On D-Day alone, up to 3,000 Allied troops died. Some 9,000 were wounded or missing.

By the end of the Normandy campaign in August 1944, Britain, America and their allies had sent more than two million troops into France and suffered around 200,000 casualties, including 37,000 killed.

The Germans suffered far greater losses – 200,000 killed, wounded or missing and another 200,000 captured as prisoners-of-war.

Nurse Boddy, meanwhile, was tending to the sick and the injured.

Doreen had come to Wolverhampton from London in 1941 so that she could train as a nurse.

She had family connections to the city as her grandfather, William Boddy, had a shop in Queen Square where he designed furniture and did the refurbishment work for theatre seats.

It was midwifery training in particular that Nurse Boddy had been seeking when she came to the town but her role after D-Day was dealing with young men in need of care after their wounds in Normandy.

Wolverhampton wasn't the only town to take injured servicemen. This image was taken at Royal Salop Infirmary, Shrewsbury.

While it was Wolverhampton that changed the course of Nurse Boddy’s life, it was the people who turned out to thank the returning, wounded soldiers that she wishes to praise today.

“We had got the hospital ready for the soldiers who had been taken off the beach to Guildford,” Mrs Carr says.

“The ones who needed immediate operations to save their lives were treated in Guildford. Many others were sent up to Wolverhampton on the train on July 9, three days after D-Day.

“There were so many of them - all army and navy. I didn’t see anyone from the air force. There were so many regiments“There were regiments I had never even heard of.”

Word spread quickly throughout Wolverhampton that the town was about to do its bit to put these wounded Tommies back on their feet or try to ease their pain after they had fought with all their might to change the course of the war.

“Bush telegraph alerted the residents local to Wolverhampton to the fact that a train was due in about 6pm on the Friday after D-Day, bringing the first of the injured,” Mrs Carr recalls.

“At the time everything was in short supply – cigarettes, chocolates, eggs – even soap. Nevertheless people put these things onto the stretchers bringing in the patients.

“The love and kindness around was palpable, as was the distress felt by so many who had been on the beaches and seen so many others wounded and dead.”

The young nurse was astounded by the generosity.

“The things they gave were in such short supply because of rationing. People would queue for hours at a chemist for soap,” she says.

“We had been at war for so long. No-one had anything to spare. But they did not hesitate to give these things to these soldiers, none of whom they knew and many of whom would not have been from anywhere near Wolverhampton.

“On the egg shells, some people had written little messages saying thank you or wishing the soldiers and sailors to get well soon.
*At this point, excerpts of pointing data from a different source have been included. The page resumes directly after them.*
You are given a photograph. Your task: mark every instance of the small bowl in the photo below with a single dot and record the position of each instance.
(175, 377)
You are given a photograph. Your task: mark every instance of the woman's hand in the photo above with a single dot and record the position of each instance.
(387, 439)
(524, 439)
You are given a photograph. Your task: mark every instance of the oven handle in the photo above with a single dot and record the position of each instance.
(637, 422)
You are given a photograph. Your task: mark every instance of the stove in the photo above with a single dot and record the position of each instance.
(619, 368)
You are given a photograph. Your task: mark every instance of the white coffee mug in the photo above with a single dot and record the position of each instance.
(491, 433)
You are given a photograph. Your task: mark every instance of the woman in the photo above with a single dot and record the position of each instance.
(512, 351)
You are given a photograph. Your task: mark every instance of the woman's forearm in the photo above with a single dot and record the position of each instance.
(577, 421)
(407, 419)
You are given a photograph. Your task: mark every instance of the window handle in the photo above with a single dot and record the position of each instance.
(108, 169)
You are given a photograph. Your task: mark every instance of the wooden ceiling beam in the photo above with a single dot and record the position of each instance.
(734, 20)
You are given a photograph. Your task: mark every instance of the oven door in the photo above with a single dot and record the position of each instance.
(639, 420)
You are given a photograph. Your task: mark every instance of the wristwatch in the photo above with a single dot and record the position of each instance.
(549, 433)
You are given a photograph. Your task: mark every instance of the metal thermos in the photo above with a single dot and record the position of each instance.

They had so little. But what they had, they gave in gratitude to these brave men.

“They knew D-Day had created the possibility that the war might soon be over.”
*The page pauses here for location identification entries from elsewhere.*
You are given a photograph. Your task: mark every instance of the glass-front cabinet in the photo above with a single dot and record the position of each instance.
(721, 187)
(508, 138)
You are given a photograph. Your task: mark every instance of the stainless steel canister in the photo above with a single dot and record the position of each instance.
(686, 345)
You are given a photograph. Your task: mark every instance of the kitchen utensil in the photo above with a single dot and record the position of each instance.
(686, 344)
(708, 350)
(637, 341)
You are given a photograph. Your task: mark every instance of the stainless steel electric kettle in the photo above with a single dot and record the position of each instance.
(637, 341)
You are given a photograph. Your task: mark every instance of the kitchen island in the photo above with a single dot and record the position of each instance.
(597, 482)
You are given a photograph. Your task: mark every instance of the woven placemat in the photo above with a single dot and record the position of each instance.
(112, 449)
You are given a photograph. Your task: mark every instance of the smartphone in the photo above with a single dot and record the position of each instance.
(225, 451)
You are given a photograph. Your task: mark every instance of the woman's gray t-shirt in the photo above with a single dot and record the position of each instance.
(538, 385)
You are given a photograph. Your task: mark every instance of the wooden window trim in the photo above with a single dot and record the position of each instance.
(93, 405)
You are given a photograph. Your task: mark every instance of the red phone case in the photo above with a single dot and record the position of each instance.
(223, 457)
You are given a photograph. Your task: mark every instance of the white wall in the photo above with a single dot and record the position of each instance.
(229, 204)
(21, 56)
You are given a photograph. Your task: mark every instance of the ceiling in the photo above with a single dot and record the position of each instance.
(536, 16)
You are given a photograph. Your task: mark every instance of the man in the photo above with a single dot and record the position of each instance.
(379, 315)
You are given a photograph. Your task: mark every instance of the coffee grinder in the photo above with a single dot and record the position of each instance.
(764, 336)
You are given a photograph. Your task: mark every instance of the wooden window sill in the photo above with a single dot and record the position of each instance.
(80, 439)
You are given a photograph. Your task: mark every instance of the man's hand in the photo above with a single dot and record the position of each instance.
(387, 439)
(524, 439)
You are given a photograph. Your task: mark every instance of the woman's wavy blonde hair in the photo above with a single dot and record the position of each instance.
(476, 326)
Mother of three Mrs Carr was brought up in Finchley in London and now lives in Lewisham. But she was compelled to share her memories of the generosity of Wolverhampton folk towards the wounded soldiers.

“The kindness didn’t stop there,” Mrs Carr says when those who were fit enough to be given ‘blues’, the uniform to wear outside the hospital, went into town, no one would let them pay for anything. Food and drink had always been paid for when they went to pick up the tab.
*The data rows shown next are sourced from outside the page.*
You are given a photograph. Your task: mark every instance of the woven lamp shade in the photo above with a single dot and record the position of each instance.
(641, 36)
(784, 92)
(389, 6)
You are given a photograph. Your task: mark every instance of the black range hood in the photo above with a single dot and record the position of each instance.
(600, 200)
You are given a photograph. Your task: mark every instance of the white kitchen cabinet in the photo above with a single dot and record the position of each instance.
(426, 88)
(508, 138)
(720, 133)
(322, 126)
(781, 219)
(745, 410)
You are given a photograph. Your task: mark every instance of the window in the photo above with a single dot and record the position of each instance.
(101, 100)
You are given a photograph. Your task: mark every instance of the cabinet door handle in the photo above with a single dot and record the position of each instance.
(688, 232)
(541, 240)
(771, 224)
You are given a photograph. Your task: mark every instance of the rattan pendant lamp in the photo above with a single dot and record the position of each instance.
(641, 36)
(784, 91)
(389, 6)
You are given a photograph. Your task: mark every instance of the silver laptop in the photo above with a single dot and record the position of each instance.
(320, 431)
“I did not matter whether they were going into a pub for a beer or into a cafe for a bun or a cup of tea.

“Whatever they wanted, someone else would insist on paying for it. The other servicemen who were too ill to leave the hospital were green with envy. I’m sure that men from all over the country will be remembering this episode in Wolverhampton’s history as I, one of the nurses at The Royal receiving those boys, do.”